Elle doit être réaffirmée à l’école…

C’est alors ce processus de séparation qui permet de réunir dans une fraternité citoyenne des hommes séparés et divisés par leurs appartenances. Car la laïcité rend impossible l’établissement d’une religion hégémonique qui prétend au monopole de la pensée, de la morale, de la politique et l’oblige à rester dans son domaine. Elle devrait rendre impossible la condamnation des apostats, les intimidations, les fatwas vis à vis de ceux qui pourraient mettre à distance leur appartenance par la non pratique du jeûne, ou encore le refus de porter le voile. Ces intimidations au sein de la société civile sont intolérables et devraient être fortement dénoncées et combattues en nous rappelant de la parole d’Helvétius : « Qui tolère les intolérants se rend coupable de tous leurs crimes ».

La laïcité est donc à la fois notre héritage à préserver en même temps qu’une promesse encore vivante d’émancipation à promouvoir. Elle doit donc être réaffirmée avec force à l’école et promue avec courage à l’université ainsi que dans le monde du travail. Le processus de laïcisation commence historiquement par l’école avec les lois et textes réglementaires de 1881 à 1886 qui instituent l’école publique gratuite, laïque et obligatoire. Il rend possible l’émancipation du savoir par rapport à la croyance et substitue à l’argument d’autorité, l’autorité de l’argument. L’école est cet espace où l’on apprend à se déprendre de toutes les servitudes. L’École a donc pour finalité ultime de construire le citoyen et l’homme par l’instruction qui est une transmission de savoirs libres et libérateurs. C’est pourquoi une école de la République laïque n’inculque rien, n’impose aucune orthodoxie. Elle n’enrôle ni n’embrigade personne. Elle engage les jeunes esprits sur la voie d’une rationalité critique permettant de les mettre à l’abri de toutes les séductions mortifères qui conduisent aux fanatismes. C’est pour préserver cette noble mission que la loi du 15 mars 2004 sur l’interdiction des signes religieux ostentatoires pour l’école primaire, le collège, le lycée et les classes préparatoires était indispensable pour mettre un terme au long flottement des pouvoirs publics et à l’appréciation des situations au cas par cas. Et c’est dans cet esprit que devrait être réaffirmée sans ambiguïté et avec autorité la circulaire Chatel du 27 mars 2012 sur l’interdiction de ces mêmes signes religieux ostentatoires pour les mères qui accompagnent les enfants dans le temps extrascolaire, car celles-ci, en tant que collaborateurs occasionnels du service public, sont soumises à une obligation de neutralité dans l’exercice de leurs missions d’intérêt général.

…et au travail

Mais il faut aller plus loin et ouvrir le débat sur la possibilité de soumettre les étudiants au principe de laïcité au sein des établissements d’enseignement supérieurs et d’introduire une limitation dans l’expression vestimentaire à l’Université comme l’avait fait la loi du 15 mars 2004 pour l’enseignement primaire et secondaire.

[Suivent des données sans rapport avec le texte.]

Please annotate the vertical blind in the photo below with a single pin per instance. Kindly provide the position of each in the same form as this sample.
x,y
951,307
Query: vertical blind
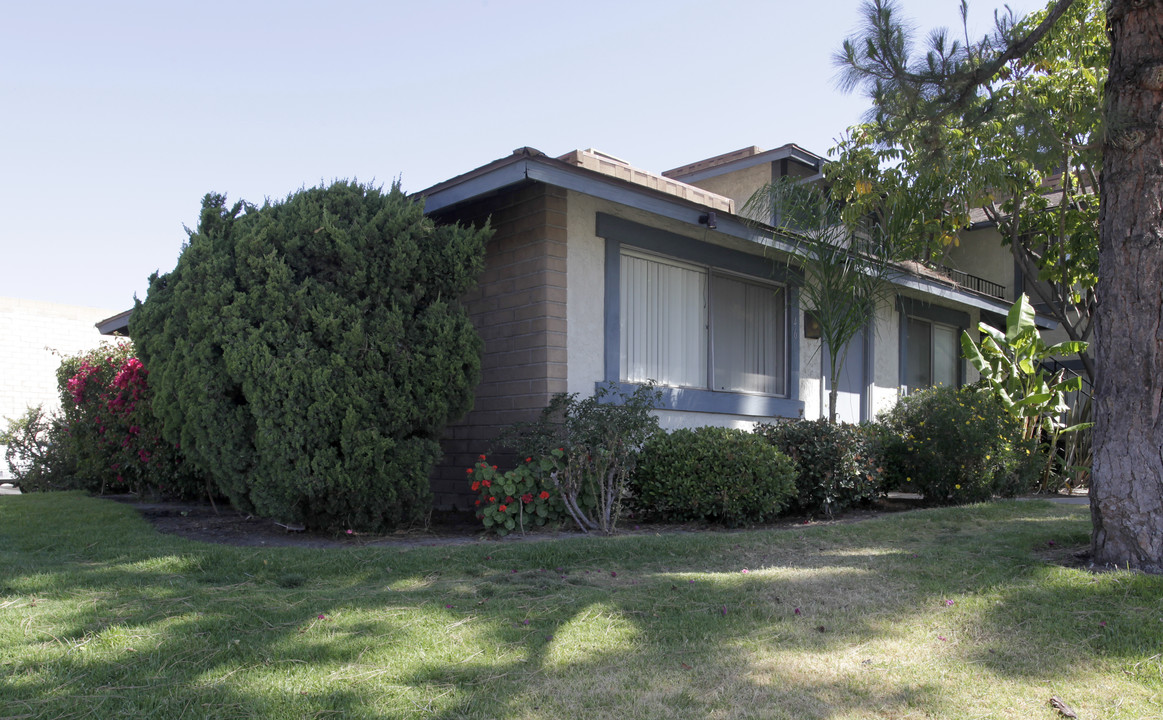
x,y
678,321
664,323
933,355
748,329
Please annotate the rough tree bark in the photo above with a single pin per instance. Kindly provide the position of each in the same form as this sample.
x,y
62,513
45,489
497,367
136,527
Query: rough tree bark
x,y
1127,487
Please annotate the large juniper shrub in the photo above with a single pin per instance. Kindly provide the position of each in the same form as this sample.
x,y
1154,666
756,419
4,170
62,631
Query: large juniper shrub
x,y
36,451
711,473
836,463
308,353
955,446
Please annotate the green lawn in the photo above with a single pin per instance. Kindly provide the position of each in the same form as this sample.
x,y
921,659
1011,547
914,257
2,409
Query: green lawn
x,y
950,613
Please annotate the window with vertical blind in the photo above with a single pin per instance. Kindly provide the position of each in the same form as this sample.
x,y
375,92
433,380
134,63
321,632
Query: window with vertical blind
x,y
690,326
933,355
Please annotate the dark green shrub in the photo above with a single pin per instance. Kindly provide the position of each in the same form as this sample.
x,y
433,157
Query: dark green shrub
x,y
955,446
36,451
516,499
307,354
590,449
836,463
711,473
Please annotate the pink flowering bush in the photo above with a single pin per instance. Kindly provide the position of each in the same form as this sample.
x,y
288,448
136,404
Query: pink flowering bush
x,y
516,499
111,430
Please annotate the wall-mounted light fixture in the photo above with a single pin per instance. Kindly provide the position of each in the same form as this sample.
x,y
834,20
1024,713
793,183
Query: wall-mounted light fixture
x,y
811,326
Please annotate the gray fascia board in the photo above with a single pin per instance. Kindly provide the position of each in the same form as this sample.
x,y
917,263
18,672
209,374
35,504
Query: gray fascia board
x,y
939,290
662,206
479,185
596,185
116,325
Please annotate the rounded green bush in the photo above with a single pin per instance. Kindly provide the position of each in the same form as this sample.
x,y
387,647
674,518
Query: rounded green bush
x,y
955,446
836,463
711,473
307,354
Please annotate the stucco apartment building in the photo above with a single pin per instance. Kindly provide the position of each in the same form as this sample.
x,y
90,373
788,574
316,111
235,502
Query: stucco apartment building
x,y
600,271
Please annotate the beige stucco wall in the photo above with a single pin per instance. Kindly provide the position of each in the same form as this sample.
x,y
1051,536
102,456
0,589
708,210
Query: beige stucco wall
x,y
739,185
586,320
980,252
36,335
585,296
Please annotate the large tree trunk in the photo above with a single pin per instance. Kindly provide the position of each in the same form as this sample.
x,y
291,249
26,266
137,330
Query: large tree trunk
x,y
1127,487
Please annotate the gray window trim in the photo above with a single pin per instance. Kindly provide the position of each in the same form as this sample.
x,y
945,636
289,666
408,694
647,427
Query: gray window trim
x,y
618,232
912,307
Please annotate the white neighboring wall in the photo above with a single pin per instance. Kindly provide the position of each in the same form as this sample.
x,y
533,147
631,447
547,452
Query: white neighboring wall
x,y
28,366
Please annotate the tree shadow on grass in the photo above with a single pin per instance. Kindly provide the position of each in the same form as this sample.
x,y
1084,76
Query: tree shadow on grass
x,y
615,628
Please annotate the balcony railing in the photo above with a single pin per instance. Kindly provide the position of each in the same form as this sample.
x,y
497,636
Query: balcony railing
x,y
971,282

Là encore, on retrouve aujourd’hui les mêmes hésitations et la même irrésolution qu’hier, alors que nul ne conteste la montée des revendications religieuses à l’université, avec les contestations du contenu des programmes, ou du mode d’organisation des travaux dirigés pour lesquels on demande une séparation des sexes, le refus de passer un examen avec un professeur de sexe féminin, et qui tentent d’imposer une tutelle intellectuelle rendant impossible la sérénité indispensable au libre exercice de l’étude, de la recherche et de la pensée critique.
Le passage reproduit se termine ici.